As críticas ganharam ainda mais repercussão após declarações do jornalista automotivo e engenheiro Boris Feldman, que acusou o governo federal de tentar impor o aumento do percentual de etanol “na marra”.
Segundo Feldman, a afirmação do presidente Luiz Inácio Lula da Silva de que os testes necessários já teriam sido realizados “não corresponde à realidade”.
“O presidente Lula disse que os testes já foram realizados.
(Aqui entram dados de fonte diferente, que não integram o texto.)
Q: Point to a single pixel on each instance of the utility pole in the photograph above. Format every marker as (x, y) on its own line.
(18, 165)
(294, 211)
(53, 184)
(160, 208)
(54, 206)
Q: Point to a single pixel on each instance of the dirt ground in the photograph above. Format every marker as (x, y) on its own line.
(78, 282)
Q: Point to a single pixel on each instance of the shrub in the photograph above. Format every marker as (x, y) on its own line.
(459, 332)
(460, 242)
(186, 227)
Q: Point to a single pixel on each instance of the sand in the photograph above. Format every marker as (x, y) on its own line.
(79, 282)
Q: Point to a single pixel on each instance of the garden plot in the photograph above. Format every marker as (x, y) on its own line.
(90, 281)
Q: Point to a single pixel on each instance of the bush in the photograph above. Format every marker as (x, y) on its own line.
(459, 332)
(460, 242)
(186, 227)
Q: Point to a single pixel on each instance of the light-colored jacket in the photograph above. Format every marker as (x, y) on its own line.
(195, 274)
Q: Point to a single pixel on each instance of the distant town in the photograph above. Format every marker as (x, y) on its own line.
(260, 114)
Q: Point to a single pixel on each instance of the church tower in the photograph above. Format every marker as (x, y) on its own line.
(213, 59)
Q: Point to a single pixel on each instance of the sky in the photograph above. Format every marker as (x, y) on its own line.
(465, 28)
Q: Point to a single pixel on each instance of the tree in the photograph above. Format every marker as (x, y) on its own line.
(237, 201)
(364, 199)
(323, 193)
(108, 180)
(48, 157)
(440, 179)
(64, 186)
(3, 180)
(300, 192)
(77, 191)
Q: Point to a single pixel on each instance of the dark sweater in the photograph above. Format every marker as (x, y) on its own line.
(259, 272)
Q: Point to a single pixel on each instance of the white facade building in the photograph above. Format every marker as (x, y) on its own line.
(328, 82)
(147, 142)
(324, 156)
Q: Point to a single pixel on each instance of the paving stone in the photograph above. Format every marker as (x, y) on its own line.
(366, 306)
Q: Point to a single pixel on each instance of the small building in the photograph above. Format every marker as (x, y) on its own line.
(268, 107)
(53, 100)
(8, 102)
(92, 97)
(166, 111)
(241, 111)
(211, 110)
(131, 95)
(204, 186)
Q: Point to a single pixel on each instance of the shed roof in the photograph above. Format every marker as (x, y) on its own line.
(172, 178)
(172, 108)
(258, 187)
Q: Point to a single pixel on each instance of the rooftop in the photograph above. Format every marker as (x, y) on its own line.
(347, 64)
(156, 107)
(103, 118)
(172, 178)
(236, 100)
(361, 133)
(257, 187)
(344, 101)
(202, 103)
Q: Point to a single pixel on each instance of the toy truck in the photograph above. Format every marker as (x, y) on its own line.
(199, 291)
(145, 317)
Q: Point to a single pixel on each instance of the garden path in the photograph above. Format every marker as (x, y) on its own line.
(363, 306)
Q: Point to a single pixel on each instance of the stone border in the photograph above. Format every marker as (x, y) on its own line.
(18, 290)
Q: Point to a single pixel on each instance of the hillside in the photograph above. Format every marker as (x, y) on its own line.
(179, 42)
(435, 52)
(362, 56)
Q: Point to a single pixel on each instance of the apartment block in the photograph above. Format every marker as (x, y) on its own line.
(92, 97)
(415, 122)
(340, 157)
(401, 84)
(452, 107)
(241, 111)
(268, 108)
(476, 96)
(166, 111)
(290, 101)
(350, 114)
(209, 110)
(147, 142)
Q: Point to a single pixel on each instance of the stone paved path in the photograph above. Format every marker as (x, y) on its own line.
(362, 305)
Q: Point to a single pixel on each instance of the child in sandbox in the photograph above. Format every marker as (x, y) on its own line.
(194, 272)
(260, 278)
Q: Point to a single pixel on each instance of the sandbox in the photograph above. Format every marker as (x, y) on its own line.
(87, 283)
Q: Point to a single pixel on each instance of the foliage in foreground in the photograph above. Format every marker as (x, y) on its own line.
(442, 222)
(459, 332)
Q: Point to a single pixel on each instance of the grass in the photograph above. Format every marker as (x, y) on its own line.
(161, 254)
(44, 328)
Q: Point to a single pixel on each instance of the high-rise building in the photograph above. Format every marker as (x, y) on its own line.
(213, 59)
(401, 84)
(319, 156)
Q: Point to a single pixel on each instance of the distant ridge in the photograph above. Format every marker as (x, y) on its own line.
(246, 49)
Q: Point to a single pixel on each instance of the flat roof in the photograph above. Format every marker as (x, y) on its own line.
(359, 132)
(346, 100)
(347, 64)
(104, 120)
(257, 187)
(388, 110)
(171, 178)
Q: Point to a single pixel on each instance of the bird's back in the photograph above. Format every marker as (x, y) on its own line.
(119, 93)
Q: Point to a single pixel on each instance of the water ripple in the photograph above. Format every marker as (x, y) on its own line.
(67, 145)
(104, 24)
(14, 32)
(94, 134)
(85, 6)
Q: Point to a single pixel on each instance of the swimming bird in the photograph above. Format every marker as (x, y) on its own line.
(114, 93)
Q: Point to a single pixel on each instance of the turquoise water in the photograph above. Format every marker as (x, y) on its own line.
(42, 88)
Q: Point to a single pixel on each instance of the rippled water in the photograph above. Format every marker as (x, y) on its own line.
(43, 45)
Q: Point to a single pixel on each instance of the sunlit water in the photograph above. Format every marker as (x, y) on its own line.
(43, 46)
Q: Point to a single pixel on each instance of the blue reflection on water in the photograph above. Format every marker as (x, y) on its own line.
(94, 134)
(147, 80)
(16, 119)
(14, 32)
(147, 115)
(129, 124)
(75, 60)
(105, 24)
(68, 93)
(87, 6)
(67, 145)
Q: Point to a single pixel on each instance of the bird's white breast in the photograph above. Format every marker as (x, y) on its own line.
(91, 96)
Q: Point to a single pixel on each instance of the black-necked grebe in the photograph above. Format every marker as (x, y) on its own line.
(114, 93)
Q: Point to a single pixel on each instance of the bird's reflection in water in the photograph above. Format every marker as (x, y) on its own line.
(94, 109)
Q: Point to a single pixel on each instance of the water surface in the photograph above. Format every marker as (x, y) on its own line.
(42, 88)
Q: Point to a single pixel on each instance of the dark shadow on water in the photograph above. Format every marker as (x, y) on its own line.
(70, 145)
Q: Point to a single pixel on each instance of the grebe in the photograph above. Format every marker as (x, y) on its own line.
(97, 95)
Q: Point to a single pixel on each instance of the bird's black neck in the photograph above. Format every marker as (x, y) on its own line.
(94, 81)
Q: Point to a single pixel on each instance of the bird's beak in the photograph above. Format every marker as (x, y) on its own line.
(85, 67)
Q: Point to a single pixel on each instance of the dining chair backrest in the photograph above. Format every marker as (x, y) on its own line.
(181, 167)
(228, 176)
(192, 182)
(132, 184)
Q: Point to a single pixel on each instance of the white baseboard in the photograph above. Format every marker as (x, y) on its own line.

É mentira”, afirmou Boris Feldman ao comentar o tema.
A reação envolve entidades como a Associação Nacional dos Fabricantes de Veículos Automotores (Anfavea), o Sindicato Nacional da Indústria de Componentes para Veículos Automotores (Sindipeças), a Associação Brasileira das Empresas Importadoras e Fabricantes de Veículos Automotores (Abeifa) e a Associação Brasileira dos Fabricantes de Motocicletas, Ciclomotores, Motonetas, Bicicletas e Similares (Abraciclo).
Entre elas, a posição mais contundente partiu justamente da Abraciclo, que enviou manifestação ao Ministério de Minas e Energia questionando a elevação do teor de etanol sem a conclusão dos ensaios previstos na legislação.
De acordo com a entidade, a adoção do E30 já provocou problemas em determinadas situações, especialmente em motocicletas. Entre os principais relatos estão dificuldades de partida em temperaturas mais baixas e falhas na retomada de aceleração — situação que, segundo o setor, pode comprometer diretamente a segurança dos motociclistas.
Feldman reforçou esse alerta ao afirmar que os impactos nas motos tendem a ser mais severos do que nos automóveis. “Muito mais graves no caso da moto do que no caso do automóvel”, destacou o jornalista.
Outro ponto levantado pelas entidades diz respeito à responsabilidade técnica sobre eventuais danos mecânicos. O argumento é que os veículos atualmente em circulação foram desenvolvidos dentro de parâmetros específicos de combustível. Caso o teor de etanol seja ampliado além do originalmente previsto pelos fabricantes, surgem dúvidas sobre quem responderia por possíveis prejuízos aos consumidores.
“Vai dar um problema na moto por culpa do combustível, porque ela não foi projetada para 32% ou 35% de etanol. Mas e aí? A fábrica é responsável por um problema provocado pelo combustível?”, questionou Feldman.
Apesar das críticas, as entidades fazem questão de afirmar que não são contrárias ao uso de biocombustíveis. O próprio setor automotivo reconhece a importância estratégica do etanol para a matriz energética brasileira e para a redução de emissões. O impasse, segundo os representantes da indústria, está na implementação da medida sem que sejam concluídos testes de durabilidade, compatibilidade de componentes e dirigibilidade.
A Abraciclo argumenta ainda que a própria Lei do Combustível do Futuro estabelece que o aumento do teor de biocombustíveis depende da comprovação de viabilidade técnica por meio de ensaios específicos.
“Sem realizar estes testes, não é possível aumentar o etanol na gasolina”, sustenta a entidade.
O debate em torno do E32 deve se intensificar nas próximas semanas, principalmente diante da pressão do setor produtivo e da preocupação crescente sobre os impactos técnicos, econômicos e de segurança que a mudança pode provocar na frota brasileira.